Harold and George Destroy the World
Infantilization of Politics and Power
- Many tie the essay’s “everyone is twelve” frame to current politics, especially US leadership and global authoritarian-populist trends.
- Observations of toddlers fighting over toys are compared to resource conflicts between states.
- Several argue there are “no grownups” in charge; others note some adults do try to layer restraint over childish impulses.
- Some see recent US behavior (Dept. of War branding, war rhetoric) as “Nero/Caligula” decline; others caution that civilizations have always had ups and downs.
Narcissism and Adult Psychology
- Commenters describe people who cannot admit being wrong, linking this to narcissistic personality patterns rooted in shame and rigid thinking.
- There is discussion of “overt,” “covert,” “malignant,” and “communal” narcissism, and how such traits become dangerous when paired with power and digital amplification.
- Some express compassion for narcissists as “broken,” while still seeing them as unfit for authority.
Media, Movies, and Cultural “Dumbing Down”
- Multiple threads compare “childish” blockbusters to more complex films, debating whether modern media is shallower than pre-2015 work.
- Some argue current movies and popular music are over-processed, risk-averse, and focus-grouped, losing subtlety and “care.”
- Others counter that survivor bias makes old media seem better, and that excellent, thought-provoking work still exists but is harder to discover amid volume and fragmentation.
- Specific films are defended or dismissed as either genuinely thoughtful or merely stylish “slop”; there is no consensus.
Education, Intelligence, and Idiocracy
- The film “Idiocracy” is used to discuss perceived educational decline, reliance on technology as a “cognitive crutch,” and cultural devaluation of learning.
- A long subthread debates IQ: heritability, test bias, predictive power, and whether talking about “stupid people breeding too much” is eugenic or just descriptive. Views are sharply divided.
- Several argue modern education overemphasizes or underemphasizes memorization; some praise spaced repetition and factual recall as foundational to real critical thinking.

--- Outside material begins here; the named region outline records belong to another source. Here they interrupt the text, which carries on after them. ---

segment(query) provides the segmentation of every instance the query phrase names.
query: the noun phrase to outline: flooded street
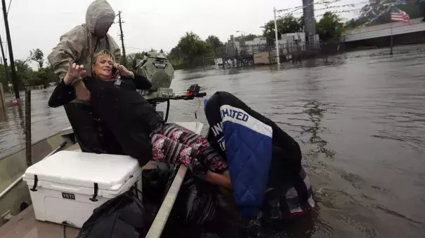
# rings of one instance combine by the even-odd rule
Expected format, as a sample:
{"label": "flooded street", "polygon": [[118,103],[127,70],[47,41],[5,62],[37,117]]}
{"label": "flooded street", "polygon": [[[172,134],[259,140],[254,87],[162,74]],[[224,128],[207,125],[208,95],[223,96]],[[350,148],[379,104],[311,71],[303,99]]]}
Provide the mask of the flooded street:
{"label": "flooded street", "polygon": [[[300,144],[320,209],[288,236],[424,237],[425,46],[394,54],[374,50],[302,65],[178,71],[171,85],[178,93],[194,83],[209,95],[232,92]],[[63,108],[47,106],[53,89],[32,92],[33,141],[69,126]],[[193,120],[200,105],[197,120],[207,123],[196,99],[171,102],[169,120]],[[24,115],[23,106],[8,108],[0,122],[1,155],[25,144]]]}

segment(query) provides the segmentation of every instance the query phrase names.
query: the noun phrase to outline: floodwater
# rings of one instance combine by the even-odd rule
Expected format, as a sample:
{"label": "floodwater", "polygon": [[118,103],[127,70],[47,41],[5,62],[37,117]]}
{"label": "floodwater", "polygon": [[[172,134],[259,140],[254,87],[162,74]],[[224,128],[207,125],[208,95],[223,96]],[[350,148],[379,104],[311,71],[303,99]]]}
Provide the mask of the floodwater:
{"label": "floodwater", "polygon": [[[280,67],[178,71],[184,92],[232,92],[295,138],[319,209],[287,237],[425,237],[425,46],[349,52]],[[34,91],[33,141],[69,126],[49,108],[53,88]],[[171,102],[169,120],[206,122],[203,103]],[[160,105],[159,109],[164,109]],[[0,153],[24,143],[25,110],[0,124]]]}

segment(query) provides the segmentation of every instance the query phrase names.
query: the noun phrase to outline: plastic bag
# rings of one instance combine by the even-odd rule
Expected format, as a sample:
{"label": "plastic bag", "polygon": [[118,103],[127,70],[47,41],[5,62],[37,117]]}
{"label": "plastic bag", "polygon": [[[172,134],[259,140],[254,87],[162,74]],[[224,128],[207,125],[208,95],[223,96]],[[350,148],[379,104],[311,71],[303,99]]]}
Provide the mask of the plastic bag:
{"label": "plastic bag", "polygon": [[150,218],[142,202],[127,191],[96,209],[84,223],[77,238],[139,238],[149,230]]}
{"label": "plastic bag", "polygon": [[217,195],[216,186],[197,177],[189,178],[182,184],[176,201],[180,216],[195,225],[211,221],[216,214]]}

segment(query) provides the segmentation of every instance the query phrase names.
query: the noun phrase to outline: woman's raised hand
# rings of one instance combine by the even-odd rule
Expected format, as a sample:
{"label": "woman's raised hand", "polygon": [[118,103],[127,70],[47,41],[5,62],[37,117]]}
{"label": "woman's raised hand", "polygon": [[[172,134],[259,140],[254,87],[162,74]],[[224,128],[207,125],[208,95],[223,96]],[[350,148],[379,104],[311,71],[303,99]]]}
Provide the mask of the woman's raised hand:
{"label": "woman's raised hand", "polygon": [[119,75],[122,77],[133,78],[134,74],[131,71],[128,70],[124,65],[118,63],[114,64],[114,67],[119,69]]}
{"label": "woman's raised hand", "polygon": [[87,74],[87,71],[84,69],[84,66],[83,64],[78,65],[72,61],[72,59],[68,60],[68,63],[70,64],[70,66],[68,67],[68,76],[74,79],[77,77],[80,77]]}

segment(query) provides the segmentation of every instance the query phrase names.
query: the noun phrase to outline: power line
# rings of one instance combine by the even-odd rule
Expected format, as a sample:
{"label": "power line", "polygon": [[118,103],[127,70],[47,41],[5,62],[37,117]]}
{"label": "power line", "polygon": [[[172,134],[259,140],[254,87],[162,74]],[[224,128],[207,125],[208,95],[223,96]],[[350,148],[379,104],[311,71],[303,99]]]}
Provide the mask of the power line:
{"label": "power line", "polygon": [[12,44],[11,39],[11,33],[9,32],[9,23],[6,12],[6,1],[1,0],[1,6],[3,6],[3,17],[4,18],[4,26],[6,27],[6,36],[8,41],[8,47],[9,48],[9,59],[11,63],[11,78],[13,83],[13,90],[15,90],[15,97],[19,99],[19,87],[18,85],[18,80],[16,78],[16,69],[15,69],[15,62],[13,61],[13,51],[12,50]]}
{"label": "power line", "polygon": [[11,4],[12,4],[12,0],[11,0],[11,1],[9,1],[9,6],[8,7],[8,12],[7,12],[7,15],[9,15],[9,9],[11,9]]}

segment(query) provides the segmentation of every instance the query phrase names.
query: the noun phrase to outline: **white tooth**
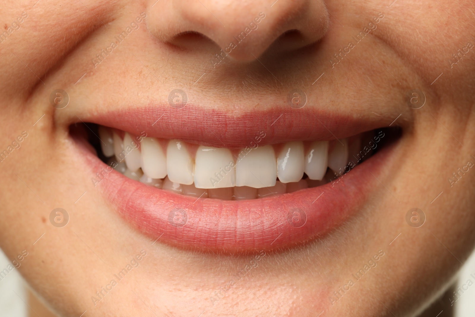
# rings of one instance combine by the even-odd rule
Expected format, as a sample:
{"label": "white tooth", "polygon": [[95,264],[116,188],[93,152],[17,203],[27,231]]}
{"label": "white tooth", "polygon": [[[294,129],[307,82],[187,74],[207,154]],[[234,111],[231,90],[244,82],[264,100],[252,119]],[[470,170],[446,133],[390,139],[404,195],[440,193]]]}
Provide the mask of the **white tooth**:
{"label": "white tooth", "polygon": [[129,169],[135,172],[140,168],[142,155],[139,150],[139,144],[127,132],[124,136],[124,148],[125,150],[125,164]]}
{"label": "white tooth", "polygon": [[282,183],[298,182],[304,176],[304,143],[287,142],[277,158],[277,176]]}
{"label": "white tooth", "polygon": [[308,184],[305,180],[300,180],[297,183],[288,183],[287,185],[287,192],[294,192],[301,189],[308,188]]}
{"label": "white tooth", "polygon": [[128,177],[130,179],[133,179],[134,181],[140,181],[140,178],[142,177],[142,175],[143,175],[142,173],[142,171],[139,170],[136,171],[131,171],[128,168],[125,170],[125,172],[124,173],[124,175]]}
{"label": "white tooth", "polygon": [[119,134],[115,132],[112,133],[112,138],[114,140],[114,154],[115,154],[115,159],[117,162],[121,162],[124,161],[124,143],[122,139],[119,136]]}
{"label": "white tooth", "polygon": [[167,175],[167,158],[158,140],[144,137],[140,143],[140,148],[143,173],[151,178],[164,178]]}
{"label": "white tooth", "polygon": [[192,196],[197,198],[208,198],[208,190],[202,188],[197,188],[194,184],[191,185],[182,185],[183,194],[187,196]]}
{"label": "white tooth", "polygon": [[348,162],[348,142],[346,139],[337,140],[333,150],[328,154],[328,167],[333,172],[342,174]]}
{"label": "white tooth", "polygon": [[274,195],[281,195],[285,193],[286,190],[286,184],[279,181],[276,182],[276,185],[271,187],[263,187],[257,190],[257,198],[264,198],[264,197],[272,196]]}
{"label": "white tooth", "polygon": [[233,199],[233,188],[210,188],[208,190],[210,198],[230,201]]}
{"label": "white tooth", "polygon": [[321,180],[328,166],[328,141],[312,143],[305,157],[305,173],[311,180]]}
{"label": "white tooth", "polygon": [[247,152],[244,149],[236,162],[236,186],[255,188],[274,186],[277,162],[271,145],[259,146]]}
{"label": "white tooth", "polygon": [[234,165],[228,149],[200,145],[195,158],[195,186],[198,188],[234,187]]}
{"label": "white tooth", "polygon": [[172,182],[191,185],[195,163],[184,142],[171,140],[167,148],[167,173]]}
{"label": "white tooth", "polygon": [[183,189],[181,188],[181,185],[177,183],[173,183],[168,177],[165,177],[163,180],[163,185],[162,189],[169,192],[172,192],[177,194],[183,193]]}
{"label": "white tooth", "polygon": [[237,201],[255,199],[257,196],[257,188],[249,187],[247,186],[237,186],[234,187],[234,199]]}
{"label": "white tooth", "polygon": [[140,178],[140,181],[145,185],[156,187],[157,188],[162,188],[162,186],[163,184],[163,180],[157,178],[151,178],[145,174],[142,175]]}
{"label": "white tooth", "polygon": [[[115,162],[115,163],[113,164],[113,162]],[[127,165],[125,165],[125,163],[123,162],[117,163],[115,162],[114,159],[110,159],[109,165],[109,166],[115,165],[115,167],[113,167],[113,168],[121,174],[124,174],[125,173],[125,171],[127,170]]]}
{"label": "white tooth", "polygon": [[110,129],[103,125],[99,126],[98,132],[102,154],[106,157],[110,157],[114,154],[114,139],[112,132]]}

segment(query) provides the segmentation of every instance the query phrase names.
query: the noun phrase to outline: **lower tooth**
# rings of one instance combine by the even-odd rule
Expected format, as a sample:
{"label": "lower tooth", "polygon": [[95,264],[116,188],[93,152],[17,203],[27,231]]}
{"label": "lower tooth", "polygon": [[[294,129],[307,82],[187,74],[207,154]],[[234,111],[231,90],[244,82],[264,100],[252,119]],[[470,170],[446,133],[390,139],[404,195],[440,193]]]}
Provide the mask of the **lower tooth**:
{"label": "lower tooth", "polygon": [[151,186],[156,188],[162,188],[163,185],[163,180],[160,178],[151,178],[144,174],[140,178],[140,181],[148,186]]}
{"label": "lower tooth", "polygon": [[327,181],[324,177],[321,181],[319,181],[318,180],[311,180],[310,178],[307,178],[305,180],[307,181],[308,187],[310,188],[316,187],[317,186],[321,186],[322,185],[324,185],[328,183],[328,181]]}
{"label": "lower tooth", "polygon": [[348,142],[346,139],[337,140],[332,151],[328,154],[328,167],[337,173],[344,173],[348,163]]}
{"label": "lower tooth", "polygon": [[285,193],[286,186],[285,183],[278,181],[276,182],[276,185],[270,187],[263,187],[257,189],[257,198],[274,196]]}
{"label": "lower tooth", "polygon": [[257,189],[247,186],[234,187],[234,199],[237,201],[255,199],[257,197]]}
{"label": "lower tooth", "polygon": [[300,180],[296,183],[287,183],[287,192],[294,192],[308,188],[308,184],[305,180]]}
{"label": "lower tooth", "polygon": [[229,201],[233,199],[233,188],[211,188],[208,190],[210,198]]}
{"label": "lower tooth", "polygon": [[192,196],[197,198],[208,198],[208,190],[202,188],[197,188],[195,187],[195,184],[183,185],[182,184],[181,188],[183,190],[183,194],[187,196]]}
{"label": "lower tooth", "polygon": [[165,177],[165,180],[163,180],[163,185],[162,189],[177,194],[183,193],[183,189],[181,188],[181,184],[178,183],[173,183],[168,178],[168,176]]}

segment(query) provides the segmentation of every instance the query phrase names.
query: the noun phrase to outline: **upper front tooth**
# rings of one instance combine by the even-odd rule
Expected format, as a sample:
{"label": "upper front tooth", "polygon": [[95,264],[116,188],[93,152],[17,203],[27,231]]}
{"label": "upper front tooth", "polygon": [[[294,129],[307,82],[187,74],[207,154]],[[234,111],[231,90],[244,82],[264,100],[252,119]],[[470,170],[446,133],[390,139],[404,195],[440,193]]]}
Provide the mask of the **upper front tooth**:
{"label": "upper front tooth", "polygon": [[143,173],[151,178],[164,178],[167,175],[167,158],[158,140],[144,137],[140,146]]}
{"label": "upper front tooth", "polygon": [[243,149],[237,161],[236,186],[260,188],[276,184],[277,163],[271,145],[259,146],[249,152]]}
{"label": "upper front tooth", "polygon": [[127,132],[124,136],[124,147],[126,152],[125,164],[127,167],[132,172],[136,171],[140,168],[142,164],[139,144]]}
{"label": "upper front tooth", "polygon": [[167,148],[167,173],[170,180],[185,185],[194,181],[193,169],[194,163],[184,143],[172,140]]}
{"label": "upper front tooth", "polygon": [[198,188],[234,187],[234,165],[228,149],[200,145],[195,158],[195,186]]}
{"label": "upper front tooth", "polygon": [[305,158],[305,173],[311,180],[321,180],[328,166],[328,141],[316,141],[310,144]]}
{"label": "upper front tooth", "polygon": [[119,134],[115,131],[112,133],[112,138],[114,141],[114,154],[115,154],[115,159],[117,162],[122,162],[124,158],[124,143],[119,136]]}
{"label": "upper front tooth", "polygon": [[328,167],[333,172],[344,171],[348,161],[348,142],[346,139],[337,140],[331,153],[328,154]]}
{"label": "upper front tooth", "polygon": [[114,154],[114,139],[110,129],[103,125],[99,126],[99,138],[101,139],[102,154],[106,157]]}
{"label": "upper front tooth", "polygon": [[277,176],[284,183],[298,182],[304,176],[304,143],[287,142],[277,158]]}

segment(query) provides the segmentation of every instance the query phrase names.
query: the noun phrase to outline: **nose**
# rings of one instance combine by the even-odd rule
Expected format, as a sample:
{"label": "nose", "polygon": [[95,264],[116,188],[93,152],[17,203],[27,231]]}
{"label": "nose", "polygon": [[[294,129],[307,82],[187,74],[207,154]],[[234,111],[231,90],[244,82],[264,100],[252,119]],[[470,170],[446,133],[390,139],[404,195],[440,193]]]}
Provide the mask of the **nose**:
{"label": "nose", "polygon": [[268,49],[298,49],[319,40],[327,31],[324,0],[150,0],[147,27],[159,41],[178,41],[192,50],[209,43],[190,36],[200,34],[229,56],[245,61]]}

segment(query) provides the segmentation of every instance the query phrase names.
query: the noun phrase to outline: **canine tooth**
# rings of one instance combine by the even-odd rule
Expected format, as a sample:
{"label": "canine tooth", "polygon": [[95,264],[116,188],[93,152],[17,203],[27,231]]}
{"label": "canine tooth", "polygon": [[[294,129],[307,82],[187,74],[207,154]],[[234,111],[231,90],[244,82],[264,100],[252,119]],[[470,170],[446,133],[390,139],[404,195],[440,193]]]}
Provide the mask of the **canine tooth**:
{"label": "canine tooth", "polygon": [[191,185],[181,185],[183,190],[183,194],[187,196],[192,196],[194,197],[200,198],[208,198],[208,190],[202,188],[197,188],[194,184]]}
{"label": "canine tooth", "polygon": [[178,183],[173,183],[171,181],[168,177],[165,177],[163,180],[163,185],[162,189],[169,192],[172,192],[177,194],[183,193],[183,189],[181,188],[181,184]]}
{"label": "canine tooth", "polygon": [[296,183],[287,183],[287,192],[294,192],[301,189],[308,188],[308,184],[305,180],[300,180]]}
{"label": "canine tooth", "polygon": [[106,157],[114,154],[114,139],[111,129],[103,125],[99,126],[99,137],[101,139],[102,154]]}
{"label": "canine tooth", "polygon": [[208,194],[210,198],[230,201],[233,199],[233,188],[210,188]]}
{"label": "canine tooth", "polygon": [[235,165],[228,149],[200,145],[195,158],[195,186],[198,188],[234,187]]}
{"label": "canine tooth", "polygon": [[321,180],[328,166],[328,141],[312,143],[305,157],[305,173],[311,180]]}
{"label": "canine tooth", "polygon": [[277,176],[282,183],[298,182],[304,176],[304,143],[287,142],[277,158]]}
{"label": "canine tooth", "polygon": [[167,148],[167,173],[172,182],[191,185],[194,163],[183,141],[171,140]]}
{"label": "canine tooth", "polygon": [[[124,148],[125,150],[125,164],[131,171],[135,172],[142,163],[142,155],[139,150],[139,144],[127,132],[124,136]],[[130,150],[130,152],[129,152]]]}
{"label": "canine tooth", "polygon": [[145,174],[142,175],[140,178],[140,181],[145,185],[153,186],[157,188],[162,188],[162,187],[163,184],[163,180],[157,178],[151,178]]}
{"label": "canine tooth", "polygon": [[263,187],[257,189],[257,198],[264,198],[285,193],[287,185],[277,181],[276,185],[270,187]]}
{"label": "canine tooth", "polygon": [[119,134],[115,132],[112,133],[112,138],[114,141],[114,154],[118,162],[124,161],[124,143]]}
{"label": "canine tooth", "polygon": [[140,144],[142,167],[143,173],[152,178],[163,178],[167,175],[167,158],[158,140],[144,137]]}
{"label": "canine tooth", "polygon": [[328,154],[328,167],[333,172],[342,174],[348,163],[348,142],[346,139],[337,140],[333,150]]}
{"label": "canine tooth", "polygon": [[241,150],[236,162],[236,186],[272,186],[276,177],[277,162],[271,145],[259,146],[249,152]]}
{"label": "canine tooth", "polygon": [[[276,179],[274,178],[274,179]],[[257,197],[257,188],[247,186],[237,186],[233,189],[234,190],[234,199],[237,201],[254,199]]]}
{"label": "canine tooth", "polygon": [[143,173],[140,170],[136,171],[133,171],[127,168],[125,170],[125,172],[124,173],[124,176],[128,177],[130,179],[133,179],[134,181],[140,181],[140,178],[142,175],[143,175]]}

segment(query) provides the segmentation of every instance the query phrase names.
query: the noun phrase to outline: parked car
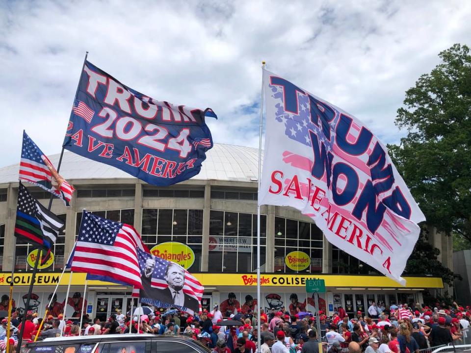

Department of War / Defense and Foreign Policy
- The renaming of the Department of Defense to “Department of War,” plus new coin imagery, is read by many as juvenile chest‑beating and branding rather than substantive policy change.
- Others say “War” is more honest given US history of interventions, while critics stress that post‑WWII “Defense” naming at least gestured toward ideals of restraint.
- There is disagreement over whether recent moves (e.g., war with Iran) mark the “beginning of the end” of US hegemony or are another regional conflict in a longer arc.